Like all breeds with little or no undercoat, the Japanese bobtail loses very little hair and is fairly low maintenance. Its silky coat is also less prone to forming knots, and weekly brushing is often enough.

As with all domestic cats, teeth and claws require regular maintenance. Ask your veterinary team what methods and products are most suitable for your cat.


The genetic mutation responsible for the bobtail's remarkable tail occurred spontaneously, and nobody knows exactly when or where. The first Japanese bobtails arrived in Japan more than 1,000 years ago, although it is suspected that the first pompom tail cat was born before that, somewhere in continental Asia, possibly in China or Korea.

There are many legends surrounding the first bobtails in the Land of the Rising Sun. According to one legend, Buddhist monks brought them to the island to protect rice paper parchment from vermin. Another legend tells of a Japanese emperor who was given the first real Japanese bobtails. The emperor was so fond of his cats that he considered them members of the court, with all the little attentions and benefits that such a position offered.

Origin of Japanese bobtail

Later on, in the 15th century, authorities declared a ban on feeding, selling and buying the cats. They regained their freedom for a specific purpose: controlling the rat population that threatened the nation's silkworm farms and rice paddies. The Japanese bobtail's gene probably spread throughout Japan at that time.
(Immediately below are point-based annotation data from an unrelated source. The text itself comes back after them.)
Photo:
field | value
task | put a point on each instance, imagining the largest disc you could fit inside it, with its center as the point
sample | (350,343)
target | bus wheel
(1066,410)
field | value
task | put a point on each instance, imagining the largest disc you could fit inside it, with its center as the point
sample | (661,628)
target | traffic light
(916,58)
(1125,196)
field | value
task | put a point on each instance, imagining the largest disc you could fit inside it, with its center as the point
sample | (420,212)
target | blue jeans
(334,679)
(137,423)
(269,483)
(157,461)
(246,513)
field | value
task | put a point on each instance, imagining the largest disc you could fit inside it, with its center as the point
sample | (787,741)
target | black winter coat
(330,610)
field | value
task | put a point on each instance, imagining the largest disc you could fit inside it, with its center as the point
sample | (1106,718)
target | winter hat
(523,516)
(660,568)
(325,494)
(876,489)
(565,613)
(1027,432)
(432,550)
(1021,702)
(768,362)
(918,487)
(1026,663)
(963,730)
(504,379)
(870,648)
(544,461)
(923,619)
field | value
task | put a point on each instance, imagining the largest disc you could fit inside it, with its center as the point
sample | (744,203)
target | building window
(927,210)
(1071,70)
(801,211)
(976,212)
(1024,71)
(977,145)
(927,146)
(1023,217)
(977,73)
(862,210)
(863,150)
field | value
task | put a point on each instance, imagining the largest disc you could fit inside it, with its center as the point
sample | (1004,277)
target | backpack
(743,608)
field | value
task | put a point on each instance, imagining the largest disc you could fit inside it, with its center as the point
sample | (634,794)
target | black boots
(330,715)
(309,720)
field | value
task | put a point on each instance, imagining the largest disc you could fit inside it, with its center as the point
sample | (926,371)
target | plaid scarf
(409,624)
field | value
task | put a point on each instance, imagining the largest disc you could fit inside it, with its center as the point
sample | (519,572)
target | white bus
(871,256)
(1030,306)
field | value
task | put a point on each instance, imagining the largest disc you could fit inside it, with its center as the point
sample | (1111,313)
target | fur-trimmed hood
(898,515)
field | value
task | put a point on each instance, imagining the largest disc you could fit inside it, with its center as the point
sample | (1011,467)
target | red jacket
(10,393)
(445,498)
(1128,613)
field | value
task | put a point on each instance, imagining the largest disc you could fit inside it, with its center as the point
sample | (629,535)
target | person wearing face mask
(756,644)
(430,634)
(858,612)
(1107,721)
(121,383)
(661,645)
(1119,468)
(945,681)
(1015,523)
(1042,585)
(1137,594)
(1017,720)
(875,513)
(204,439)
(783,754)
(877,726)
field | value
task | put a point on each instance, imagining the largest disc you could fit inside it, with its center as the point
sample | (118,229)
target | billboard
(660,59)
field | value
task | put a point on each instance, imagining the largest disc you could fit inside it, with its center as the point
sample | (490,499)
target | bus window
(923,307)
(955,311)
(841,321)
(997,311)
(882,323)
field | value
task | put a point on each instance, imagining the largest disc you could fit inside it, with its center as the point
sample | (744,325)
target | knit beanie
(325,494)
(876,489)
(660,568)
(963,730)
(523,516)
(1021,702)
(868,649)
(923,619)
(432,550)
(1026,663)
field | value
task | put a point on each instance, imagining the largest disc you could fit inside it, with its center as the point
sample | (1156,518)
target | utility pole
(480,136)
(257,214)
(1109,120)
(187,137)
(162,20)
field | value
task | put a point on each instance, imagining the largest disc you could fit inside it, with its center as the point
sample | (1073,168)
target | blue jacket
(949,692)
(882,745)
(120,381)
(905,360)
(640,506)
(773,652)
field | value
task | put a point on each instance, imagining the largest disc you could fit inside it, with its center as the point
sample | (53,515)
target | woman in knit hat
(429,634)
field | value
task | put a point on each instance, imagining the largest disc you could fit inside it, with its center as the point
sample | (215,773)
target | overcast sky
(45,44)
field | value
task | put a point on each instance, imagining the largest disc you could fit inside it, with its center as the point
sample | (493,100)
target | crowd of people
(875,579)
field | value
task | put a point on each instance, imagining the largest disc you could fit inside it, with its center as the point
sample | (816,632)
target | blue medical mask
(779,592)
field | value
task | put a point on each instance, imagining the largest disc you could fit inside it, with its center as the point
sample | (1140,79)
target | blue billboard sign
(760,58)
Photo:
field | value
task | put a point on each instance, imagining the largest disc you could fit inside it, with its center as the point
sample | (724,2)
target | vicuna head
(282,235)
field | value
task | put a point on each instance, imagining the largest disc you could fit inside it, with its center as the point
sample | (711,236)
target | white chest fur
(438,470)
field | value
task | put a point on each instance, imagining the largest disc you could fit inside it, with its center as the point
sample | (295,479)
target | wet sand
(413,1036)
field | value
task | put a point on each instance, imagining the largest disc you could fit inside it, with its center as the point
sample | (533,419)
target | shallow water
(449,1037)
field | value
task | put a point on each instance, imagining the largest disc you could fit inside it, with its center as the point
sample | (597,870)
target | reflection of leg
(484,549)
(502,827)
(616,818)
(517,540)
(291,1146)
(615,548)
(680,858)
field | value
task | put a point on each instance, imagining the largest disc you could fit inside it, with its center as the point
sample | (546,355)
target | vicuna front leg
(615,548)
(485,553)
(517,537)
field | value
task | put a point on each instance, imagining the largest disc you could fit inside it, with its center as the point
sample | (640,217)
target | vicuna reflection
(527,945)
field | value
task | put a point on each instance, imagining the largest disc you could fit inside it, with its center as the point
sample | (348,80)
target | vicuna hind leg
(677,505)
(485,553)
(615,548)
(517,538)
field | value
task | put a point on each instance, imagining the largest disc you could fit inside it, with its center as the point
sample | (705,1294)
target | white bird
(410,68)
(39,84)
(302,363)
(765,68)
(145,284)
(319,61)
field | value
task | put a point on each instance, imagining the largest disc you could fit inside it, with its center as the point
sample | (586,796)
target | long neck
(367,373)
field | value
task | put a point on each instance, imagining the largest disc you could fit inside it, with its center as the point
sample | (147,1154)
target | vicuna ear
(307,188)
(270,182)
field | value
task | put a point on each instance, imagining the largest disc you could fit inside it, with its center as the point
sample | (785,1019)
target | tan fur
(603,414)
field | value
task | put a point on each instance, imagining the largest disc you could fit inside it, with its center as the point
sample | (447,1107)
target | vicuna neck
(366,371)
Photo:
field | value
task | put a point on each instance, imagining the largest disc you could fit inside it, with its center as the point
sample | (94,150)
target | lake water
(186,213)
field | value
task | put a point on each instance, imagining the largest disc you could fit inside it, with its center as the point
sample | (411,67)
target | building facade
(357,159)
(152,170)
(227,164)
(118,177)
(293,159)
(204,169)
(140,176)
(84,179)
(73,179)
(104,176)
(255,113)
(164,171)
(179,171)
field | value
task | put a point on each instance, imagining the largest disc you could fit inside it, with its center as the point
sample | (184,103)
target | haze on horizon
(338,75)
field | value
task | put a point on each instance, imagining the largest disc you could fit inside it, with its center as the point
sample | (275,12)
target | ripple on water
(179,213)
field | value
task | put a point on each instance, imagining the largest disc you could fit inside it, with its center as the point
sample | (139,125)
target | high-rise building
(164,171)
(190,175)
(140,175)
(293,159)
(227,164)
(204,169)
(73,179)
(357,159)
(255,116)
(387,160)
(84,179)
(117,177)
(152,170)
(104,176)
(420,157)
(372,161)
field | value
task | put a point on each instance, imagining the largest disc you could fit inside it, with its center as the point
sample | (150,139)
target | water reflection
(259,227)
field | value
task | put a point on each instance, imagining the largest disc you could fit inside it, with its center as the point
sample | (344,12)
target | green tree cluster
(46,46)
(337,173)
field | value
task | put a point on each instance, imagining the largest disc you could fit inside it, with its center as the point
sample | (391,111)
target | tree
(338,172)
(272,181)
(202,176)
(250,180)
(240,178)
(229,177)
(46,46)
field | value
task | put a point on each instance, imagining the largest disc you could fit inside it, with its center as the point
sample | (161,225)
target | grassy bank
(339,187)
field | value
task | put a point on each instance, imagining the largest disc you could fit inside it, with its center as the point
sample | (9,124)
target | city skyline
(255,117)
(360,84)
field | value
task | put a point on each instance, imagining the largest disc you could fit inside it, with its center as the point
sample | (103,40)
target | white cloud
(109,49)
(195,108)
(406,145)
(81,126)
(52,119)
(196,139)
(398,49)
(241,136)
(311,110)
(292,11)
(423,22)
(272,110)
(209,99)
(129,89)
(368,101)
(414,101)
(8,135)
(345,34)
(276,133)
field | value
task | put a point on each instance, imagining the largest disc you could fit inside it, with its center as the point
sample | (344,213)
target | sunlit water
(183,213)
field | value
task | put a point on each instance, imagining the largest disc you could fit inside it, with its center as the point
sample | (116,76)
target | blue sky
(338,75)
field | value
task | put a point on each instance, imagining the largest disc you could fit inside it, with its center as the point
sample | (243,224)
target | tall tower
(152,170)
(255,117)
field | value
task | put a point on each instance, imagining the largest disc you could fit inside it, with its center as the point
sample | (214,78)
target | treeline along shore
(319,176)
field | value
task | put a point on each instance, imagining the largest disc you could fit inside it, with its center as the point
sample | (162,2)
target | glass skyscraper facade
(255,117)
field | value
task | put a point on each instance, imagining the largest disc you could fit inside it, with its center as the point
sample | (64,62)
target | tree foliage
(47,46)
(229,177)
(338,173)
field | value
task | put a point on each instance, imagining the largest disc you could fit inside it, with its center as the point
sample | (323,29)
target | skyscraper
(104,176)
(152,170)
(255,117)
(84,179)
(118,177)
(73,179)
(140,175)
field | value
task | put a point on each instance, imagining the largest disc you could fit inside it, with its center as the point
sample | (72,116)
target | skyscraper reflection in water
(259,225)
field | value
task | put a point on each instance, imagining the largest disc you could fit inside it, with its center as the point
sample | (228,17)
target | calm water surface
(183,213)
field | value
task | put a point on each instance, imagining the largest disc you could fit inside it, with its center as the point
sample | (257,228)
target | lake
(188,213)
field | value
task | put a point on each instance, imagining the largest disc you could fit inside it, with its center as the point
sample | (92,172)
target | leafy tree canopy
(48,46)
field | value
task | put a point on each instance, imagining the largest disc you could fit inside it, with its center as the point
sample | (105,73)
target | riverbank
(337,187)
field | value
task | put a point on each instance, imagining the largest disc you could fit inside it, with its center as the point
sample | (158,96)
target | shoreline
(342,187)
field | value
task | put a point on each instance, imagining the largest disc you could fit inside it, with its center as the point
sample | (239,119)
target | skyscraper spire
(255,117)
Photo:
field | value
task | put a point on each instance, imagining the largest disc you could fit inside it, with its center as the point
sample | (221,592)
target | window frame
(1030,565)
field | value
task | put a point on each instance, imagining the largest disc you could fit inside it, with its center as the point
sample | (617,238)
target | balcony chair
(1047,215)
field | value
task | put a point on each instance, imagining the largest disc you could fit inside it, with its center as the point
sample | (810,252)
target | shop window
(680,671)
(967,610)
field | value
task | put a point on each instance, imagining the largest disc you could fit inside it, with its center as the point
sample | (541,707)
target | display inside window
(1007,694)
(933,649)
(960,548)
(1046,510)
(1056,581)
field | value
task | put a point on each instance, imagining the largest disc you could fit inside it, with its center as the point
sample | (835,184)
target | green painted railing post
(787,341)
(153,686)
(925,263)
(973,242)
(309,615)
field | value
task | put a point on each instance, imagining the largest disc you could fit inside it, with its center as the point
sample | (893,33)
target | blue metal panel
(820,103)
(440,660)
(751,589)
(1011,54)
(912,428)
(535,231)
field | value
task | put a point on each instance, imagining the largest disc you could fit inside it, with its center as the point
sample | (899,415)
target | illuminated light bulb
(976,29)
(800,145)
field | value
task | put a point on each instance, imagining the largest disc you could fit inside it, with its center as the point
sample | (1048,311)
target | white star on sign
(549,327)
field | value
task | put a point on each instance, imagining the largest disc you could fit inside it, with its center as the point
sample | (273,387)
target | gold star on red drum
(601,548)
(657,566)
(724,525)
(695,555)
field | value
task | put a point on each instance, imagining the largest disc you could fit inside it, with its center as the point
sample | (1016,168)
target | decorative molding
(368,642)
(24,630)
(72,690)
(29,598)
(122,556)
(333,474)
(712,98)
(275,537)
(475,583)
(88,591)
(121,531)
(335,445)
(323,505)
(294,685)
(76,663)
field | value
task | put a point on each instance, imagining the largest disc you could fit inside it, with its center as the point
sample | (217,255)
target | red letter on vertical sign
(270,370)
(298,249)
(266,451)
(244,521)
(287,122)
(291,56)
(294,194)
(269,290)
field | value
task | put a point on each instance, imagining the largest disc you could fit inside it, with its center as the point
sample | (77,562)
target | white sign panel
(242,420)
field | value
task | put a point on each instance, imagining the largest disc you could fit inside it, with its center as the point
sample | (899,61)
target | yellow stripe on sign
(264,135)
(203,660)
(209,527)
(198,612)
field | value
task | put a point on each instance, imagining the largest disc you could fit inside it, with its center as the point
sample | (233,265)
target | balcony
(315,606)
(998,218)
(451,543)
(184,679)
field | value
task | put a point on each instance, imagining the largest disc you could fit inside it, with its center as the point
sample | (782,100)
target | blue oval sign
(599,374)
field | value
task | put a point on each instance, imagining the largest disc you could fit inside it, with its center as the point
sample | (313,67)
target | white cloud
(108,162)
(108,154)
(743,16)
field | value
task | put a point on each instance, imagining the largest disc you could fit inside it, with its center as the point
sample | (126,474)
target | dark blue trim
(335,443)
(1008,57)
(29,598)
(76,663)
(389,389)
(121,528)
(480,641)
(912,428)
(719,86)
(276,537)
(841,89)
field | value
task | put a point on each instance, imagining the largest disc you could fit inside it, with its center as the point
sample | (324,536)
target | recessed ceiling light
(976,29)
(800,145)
Since the dominant gene is expressed as soon as it is present in the genome of a kitten, Japanese bobtails quickly became the street cats of Japan.

It wasn't until 1968 that the Japanese bobtail made its debut in the cat breed world. After importing a few specimens to the U.S, Americans Judy Crawford and Elizabeth Freret undertook to have the Japanese bobtail recognized by various cat breed associations.

Unusual facts

Japanese bobtails are always born with a tail, albeit small. Even the longest tails are always shorter than normal. The gene responsible is a dominant gene that is not related to any pathology of the spinal column.